Henrik Lundqvist stopped a career-high 50 shots last night and earned a loss. Pittsburgh backup Brent Johnson played just roughly half the game, stopped a grand total of four shots, and earned the victory. Fair? Maybe not, but that’s just how tilted the ice was during the third period (and overtime) of the Penguins’$2 5–4 win at the Garden.
For a period and a half, the Rangers looked like they’d gotten their offensive mojo going, without Marian Gaborik, for the second-straight post-Olympics game: They scored two more goals by crowding the crease — one by Chris Drury and another by Brandon Dubinsky — Artem Anisimov rang a laser of a wrist shot off the post and in, and Michal Rozsival scored his first goal since the Carter administration November. Then the Pens pulled Marc-Andre Fleury from the game, and the Rangers ceased all offensive pressure.

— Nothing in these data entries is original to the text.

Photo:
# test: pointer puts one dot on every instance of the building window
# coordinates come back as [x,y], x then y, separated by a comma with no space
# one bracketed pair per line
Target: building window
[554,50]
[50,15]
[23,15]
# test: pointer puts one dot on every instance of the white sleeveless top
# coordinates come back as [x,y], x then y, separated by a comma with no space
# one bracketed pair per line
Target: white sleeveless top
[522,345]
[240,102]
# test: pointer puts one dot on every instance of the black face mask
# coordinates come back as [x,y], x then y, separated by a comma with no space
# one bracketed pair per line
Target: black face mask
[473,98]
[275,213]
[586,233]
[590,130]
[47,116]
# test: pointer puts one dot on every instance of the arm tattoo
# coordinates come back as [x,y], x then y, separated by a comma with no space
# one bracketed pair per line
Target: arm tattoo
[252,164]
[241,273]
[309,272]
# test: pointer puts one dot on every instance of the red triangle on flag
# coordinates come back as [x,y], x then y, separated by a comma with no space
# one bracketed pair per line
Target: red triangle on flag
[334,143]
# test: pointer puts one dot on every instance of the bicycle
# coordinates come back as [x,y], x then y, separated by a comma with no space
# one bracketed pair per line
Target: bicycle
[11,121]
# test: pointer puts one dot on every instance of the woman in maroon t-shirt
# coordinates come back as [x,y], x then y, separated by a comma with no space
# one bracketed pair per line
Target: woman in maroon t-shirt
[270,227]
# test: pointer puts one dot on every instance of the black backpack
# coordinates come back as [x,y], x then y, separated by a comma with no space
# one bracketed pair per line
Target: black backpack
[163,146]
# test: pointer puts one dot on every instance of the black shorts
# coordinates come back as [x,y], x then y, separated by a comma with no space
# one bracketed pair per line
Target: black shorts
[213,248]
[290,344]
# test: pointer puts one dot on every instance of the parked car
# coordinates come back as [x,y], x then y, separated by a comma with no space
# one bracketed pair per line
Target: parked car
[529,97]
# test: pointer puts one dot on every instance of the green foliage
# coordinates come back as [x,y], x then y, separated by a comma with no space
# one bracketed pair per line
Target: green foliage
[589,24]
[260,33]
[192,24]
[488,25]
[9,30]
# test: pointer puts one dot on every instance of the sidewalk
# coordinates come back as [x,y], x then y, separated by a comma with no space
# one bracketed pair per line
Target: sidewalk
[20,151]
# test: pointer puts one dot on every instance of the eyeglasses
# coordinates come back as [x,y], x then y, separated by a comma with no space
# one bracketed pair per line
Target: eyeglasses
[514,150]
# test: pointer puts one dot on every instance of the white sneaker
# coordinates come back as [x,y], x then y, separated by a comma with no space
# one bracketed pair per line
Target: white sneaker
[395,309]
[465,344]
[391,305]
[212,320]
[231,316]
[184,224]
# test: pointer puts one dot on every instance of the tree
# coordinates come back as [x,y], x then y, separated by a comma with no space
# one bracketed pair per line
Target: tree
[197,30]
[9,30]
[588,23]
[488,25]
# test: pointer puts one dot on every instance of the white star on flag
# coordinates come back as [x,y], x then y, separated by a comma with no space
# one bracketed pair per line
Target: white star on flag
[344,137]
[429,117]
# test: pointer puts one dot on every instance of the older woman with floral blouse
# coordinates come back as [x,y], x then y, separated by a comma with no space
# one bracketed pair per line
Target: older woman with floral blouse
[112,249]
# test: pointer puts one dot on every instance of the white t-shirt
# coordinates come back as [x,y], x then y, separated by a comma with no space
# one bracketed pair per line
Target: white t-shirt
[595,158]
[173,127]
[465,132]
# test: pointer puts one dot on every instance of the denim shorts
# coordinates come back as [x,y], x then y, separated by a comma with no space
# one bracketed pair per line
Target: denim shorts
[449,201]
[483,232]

It’s probably too late in the season to care about anything but points, but considering this was the same team that let Gaborik drop the gloves not all that long ago in Philly, it was refreshing to see Dubinsky immediately pounce on Sidney Crosby after he took a swipe at Lundqvist in the first period. (Actually, it was nice just to see an American jump Crosby for any reason, after what he did in Vancouver.) We’re not sure who deserved to win this one less: The team whose starting goalie allowed four goals on twelve shots, or the team that registered just one shot on goal in the third period and allowed a ridiculous 55 for the game, the most for a Blueshirt opponent since 1991. The tie, we suppose, goes not to the team that starts strong, but to the one that knows how to finish.